Antonietta Graziano Forcione em 24 de Março de 2009 @ 10:54  | Enviar por e-mail  | Hits para esta publicação: 157

Por Míriam Leitão

Mudando completamente de assunto, aqui no Brasil não se pode dizer ainda que a tuberculose é uma doença que ficou para trás. O último dado mostra que o Brasil ainda tem 72 mil novos casos de tuberculose por ano, e isso 50 anos depois de a doença estar sob o controle dos médicos.

Em 1990, quando o governo Collor achou que podia fechar o Programa Nacional de Combate à Tuberculose, o Brasil teve 74 mil novos casos. Chegou a 90 mil e de lá para cá oscila, subindo e caindo. Não há como dizer pelas estatísticas que a queda é sustentável e que a doença está no fim no Brasil.

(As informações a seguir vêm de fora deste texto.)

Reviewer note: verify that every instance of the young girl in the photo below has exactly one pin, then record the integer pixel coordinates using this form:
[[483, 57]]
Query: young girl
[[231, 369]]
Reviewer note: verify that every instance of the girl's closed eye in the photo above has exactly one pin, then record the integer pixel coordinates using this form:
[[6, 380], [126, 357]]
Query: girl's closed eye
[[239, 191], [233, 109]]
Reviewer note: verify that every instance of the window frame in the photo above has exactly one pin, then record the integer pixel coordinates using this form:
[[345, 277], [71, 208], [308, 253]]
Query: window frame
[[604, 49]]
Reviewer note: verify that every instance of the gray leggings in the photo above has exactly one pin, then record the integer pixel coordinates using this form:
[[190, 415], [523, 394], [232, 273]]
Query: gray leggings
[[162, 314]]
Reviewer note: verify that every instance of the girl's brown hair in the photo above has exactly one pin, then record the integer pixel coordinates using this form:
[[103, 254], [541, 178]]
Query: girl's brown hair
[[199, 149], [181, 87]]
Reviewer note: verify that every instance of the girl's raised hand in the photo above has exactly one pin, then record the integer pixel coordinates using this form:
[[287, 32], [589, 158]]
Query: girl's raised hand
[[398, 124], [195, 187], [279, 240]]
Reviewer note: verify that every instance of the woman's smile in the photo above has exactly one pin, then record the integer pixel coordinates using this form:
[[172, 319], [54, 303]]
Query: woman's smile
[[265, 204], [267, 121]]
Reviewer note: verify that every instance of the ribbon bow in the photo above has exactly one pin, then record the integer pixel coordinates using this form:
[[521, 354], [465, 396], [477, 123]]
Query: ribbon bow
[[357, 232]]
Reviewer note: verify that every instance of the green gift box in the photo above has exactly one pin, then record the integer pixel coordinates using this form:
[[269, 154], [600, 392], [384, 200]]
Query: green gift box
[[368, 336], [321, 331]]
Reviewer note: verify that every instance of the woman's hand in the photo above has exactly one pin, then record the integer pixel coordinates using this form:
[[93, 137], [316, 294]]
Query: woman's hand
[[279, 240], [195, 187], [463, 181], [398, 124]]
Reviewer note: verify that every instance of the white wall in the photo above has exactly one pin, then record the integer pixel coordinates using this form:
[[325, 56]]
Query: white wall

Além disso, o número ainda é assustadoramente alto para um país que atingiu o nível do nosso. E pior são os casos de supertuberculose, que surge assim: quando o tratamento é interrompido o bacilo se fortalece.

É absurdo que a tuberculose ainda colha suas vítimas no Brasil do século 21, que ainda morram seis mil pessoas por ano. Ela é curável. É preciso apenas mais investimento da saúde pública, mais esforço do país, mais informação sobre esse inimigo velho e ardiloso, contra o qual temos armas, mas ainda não derrotamos.